The major steampunk influences are actually a little surprising: H.G. Wells, Jules Verne and Mary Shelly are the forerunners of steampunk, the first authors to mix the industrialized west into their novels.  Technically, they aren't TRUE steampunk because, well, they were writing about their own time periods, not history, so it's a little different.

Literature is a HUGE medium of steampunk now.  Some big ones are Scott Westerfeld's Leviathan or Phillip Pullman's His Dark Materials.  Both of these take history and combine it with machinery.


This is Westerfeld's Novel.  See all the neat gears?
Can't you just hear the clunking and whirring from there?
Steampunk has a lot of fun, anachronistic onomatopoetic opportunities.

So where did the term steampunk come from?  It was actually in response to this unknown sub-culture rising.  Cyberpunk was huge in the 80s and here comes this movement, based very much on the Victorian age with a dash of gears and machines thrown in.  K.W. Jeter (a sci-fi author) actually coined the term, in a very tongue in cheek letter that he wrote to Locus magazine:

Dear Locus,

Enclosed is a copy of my 1979 novel Morlock Night; I'd appreciate your being so good as to route it Faren Miller, as it's a prime piece of evidence in the great debate as to who in "the Powers/Blaylock/Jeter fantasy triumvirate" was writing in the "gonzo-historical manner" first. 

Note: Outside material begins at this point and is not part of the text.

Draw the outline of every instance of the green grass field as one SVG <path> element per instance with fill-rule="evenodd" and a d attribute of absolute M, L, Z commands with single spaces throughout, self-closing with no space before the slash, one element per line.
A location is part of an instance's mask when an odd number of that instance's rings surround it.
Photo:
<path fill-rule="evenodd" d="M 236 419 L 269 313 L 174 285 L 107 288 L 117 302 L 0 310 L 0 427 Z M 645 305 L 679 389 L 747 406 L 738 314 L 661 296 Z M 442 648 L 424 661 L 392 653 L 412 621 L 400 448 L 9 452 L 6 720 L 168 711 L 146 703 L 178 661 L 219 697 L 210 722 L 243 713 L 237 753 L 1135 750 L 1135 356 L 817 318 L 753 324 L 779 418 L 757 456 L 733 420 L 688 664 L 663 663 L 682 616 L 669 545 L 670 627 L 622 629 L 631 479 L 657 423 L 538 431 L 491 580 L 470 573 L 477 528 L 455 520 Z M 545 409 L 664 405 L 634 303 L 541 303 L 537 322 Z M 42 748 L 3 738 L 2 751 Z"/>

Though of course, I did find her review in the March Locus to be quite flattering.Personally, I think Victorian fantasies are going to be the next big thing, as long as we can come up with a fitting collective term for Powers, Blaylock and myself. Something based on the appropriate technology of the era; like 'steam-punks', perhaps.

—K.W. Jeter
(courtesy of Wikipedia)

Now, we see steampunk everywhere.  Will Smith did the movie Wild Wild West, SyFy's mini-series Tin Man and of course, the movie The League of Extraordinary Gentleman.

Steampunk is also a huge cosplay movement.  People dress up and get some really intricate costumes.

This is pretty typical steampunk outfits: browns and grays and gears.

Steampunk has really permeated pop culture.  It's in books, movies, even music.  People have steampunk weddings even. If you have several hours to kill and nothing better to do, you could get trapped under an avalanche of results by searching for steampunk on Etsy. It's become it's own culture and movement.  And are we surprised?  It lets us recreate history in a unique way and has a fascinating style to go along with it.